| HN Mirror

It's not always clear which pushdowns are available in DuckDB. For instance, while x = y has been available for a while, x in (y, z, ...) hasn't. The DuckDB team seems very eager and motivated to get all the pushdown functionality working though, so hopefully becomes a non-issue soon (perhaps already in 0.10.0).

Another way to use DuckDB if you're warehouse supports it would be e2e Arrow (no col->row->col overhead).

    warehouse --> ADBC --> arrow --> DuckDB

Of course this differs in that you would be reading from the warehouse directly, but in my experience fully pre-aggregating data and then staging it (keeping parquet files on S3 up to date) might solve one issue, but results in unimaginable issues. Perhaps the sweet spot might be something like Iceberg in the middle?

    warehouse --> iceberg table (parquet) --> DuckDB

> craft corresponding data loaders

Do you have an example of this using DuckDB? I'm very interested in seeing an actual implementation of Observable's data loaders combined with DuckDB (or any other SQL DB)
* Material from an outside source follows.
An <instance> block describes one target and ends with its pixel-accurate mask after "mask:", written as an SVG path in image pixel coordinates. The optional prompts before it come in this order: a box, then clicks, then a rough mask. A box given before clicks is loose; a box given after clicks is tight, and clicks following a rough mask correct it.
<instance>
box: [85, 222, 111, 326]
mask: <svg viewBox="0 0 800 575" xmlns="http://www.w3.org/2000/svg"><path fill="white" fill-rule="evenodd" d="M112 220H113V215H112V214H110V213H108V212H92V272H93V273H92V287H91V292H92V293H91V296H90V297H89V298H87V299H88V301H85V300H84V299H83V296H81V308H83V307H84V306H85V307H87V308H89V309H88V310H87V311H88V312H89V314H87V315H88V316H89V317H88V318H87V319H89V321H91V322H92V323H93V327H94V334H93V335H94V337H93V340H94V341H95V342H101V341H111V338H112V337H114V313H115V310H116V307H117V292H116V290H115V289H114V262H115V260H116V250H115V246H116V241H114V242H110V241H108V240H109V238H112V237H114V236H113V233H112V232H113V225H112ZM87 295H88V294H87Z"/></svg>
edit: nm, found it. https://observablehq.com/framework/lib/duckdb

edit2: eh, I didn't even realize who i was responding to, lol. The more I read into this, the more I see how this is all heavily based on static files. So the static parquet files thing makes more sense, the solution I added makes little. Although I guess you could add a static iceberg table and interact with its manifest with the duckdb iceberg extension.